喋ることがない。もうこれは完全にない。教室で喋っていた時も、一番最初に近くの席で自己紹介するみたいな事をさせられて話しただけだし。それは喋っていた内に入らないって? 俺にしては喋った方なんだよ。高花と喋れてる今の方が珍しいんだよ。
じゃなくて何かこの気まずい状況を打破する良い案は無いだろうか。
「あのさ」
「ヒャイ!」
俺が思考をフル稼働していると、いきなり龍崎から声を掛けられて変な声が出る。
「あっ、いやその……ゴメン」
何その反応。何か言いたかったけど結局何も思いつかなかった奴だよね、それ。まあ、終始無言でいる俺よかマシだけどさ。
そんなことを思いながら俺も何かないかとバレないように目だけで部屋を見る。やたらと電飾が付いた机、背もたれが大きな椅子、そして机の下にあるのは小さな棚くらいはあるだろうパソコン、机の上には大きなモニターがある。

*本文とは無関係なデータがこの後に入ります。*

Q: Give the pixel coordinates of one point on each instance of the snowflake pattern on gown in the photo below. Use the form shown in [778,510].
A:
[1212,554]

あのパソコンはいわゆるゲーミングPCっていう奴か? 大分本格的なゲーム部屋だな。てことは俺と同じゲーム好きだと言う事。ただ、俺や高花のような家庭用ゲーム機ユーザーではなく、ネットゲーマーってとこだな。自分では揃えられないその光景をゲーム好きの俺は羨ましくさえ思う。
「ゲーム、好きなんだな」
「……一応」
何とか会話をつなげようとするが、すぐに途切れてしまう。う~ん、やっぱりさっさとお暇した方が良いのか?
「じゃあ俺はそろそろ……」
そう言って腰を浮かした時、一瞬だけ目の前の少女の表情が変わるのが見える。なんだこの表情の変化は。俺が早く帰ってくれて嬉しいと思っているのかそれとも早く帰り過ぎて悲しいと思っているのか。何とも難しい二択を迫られた俺はなるべく傷つかない方法を取る。
「や、やっぱりもう少しいるよ」
俺がそう言った瞬間、どこかホッとしたような顔をする。どうやら選択は正しかったみたいだ。にしてもこれからどう話題を展開するのか。俺に出来る話と言えばモンサーだけだが。まあ、良いか。それで。
「なあ、モンサーって知ってるか?」
「モンサー……ああ、モンスターズサーチの事?」
「そうそれそれ。やったことある?」
「いや、無い。PCゲーしかやったことないから」
だよね~。知ってた。俺がそうやって諦めようとした時、ふと龍崎の口が開かれる。
「でもやってみたいかもと思って今日買ってきたの。モンサー2」
そう言って持っていたトートバッグの中からモンサー2のパッケージを取り出す。
「食わず嫌いだったから。やるゲームも無かったし」
予想外の出来事に一瞬、言葉を失う。マジかよ。何てタイミングで答案返しに来たんだ、俺は。
「良いじゃん! やろうぜ、モンサー!」
俺が突然大声を出したからか龍崎がビクッと体をのけ反らせ、目を見開く。やっべ、ミスった。
「あ、すまない」
反省した俺はそのままシュンとなり、自分の膝を眺める。せっかく共通の話題が出来たと思ったのに。そう悔やんでいると不意に目の前からクスクスと笑い声が聞こえてくる。
「何それ」
そう言って笑う龍崎の顔に少しドキッとする。いつもは無表情だったから何とも思わなかったが、こうして笑う顔を見ると可愛いんだなと思う。ってなんだよ。別にやましい気持ちはないからな。
「……ごめん、ちょっと意外でさ」
「にしても笑い過ぎだ」
腹を抱えるほどの事かね? まあ、あれで一つ心の壁を取り去ったって考えればいいか。
「てか、モンサー始めるんだ」
「うん。だから色々教えてくれると嬉しいな」
「別に良いぞ。何なら連絡先交換しておくか?」
「良いの?」
「良いのって俺から言ってるわけだしな。ほら」
そう言って携帯電話を取り出し、連絡アプリのアドレスを交換する。
「あっ、そうだ。少し待っててくれ」
「?」
モンサーを始める、と聞いてあることを思いついた俺はその連絡アプリを開くと、とある人物にトークを送る。少ししてその人からの返信を確認すると、龍崎の方を振り向いて告げる。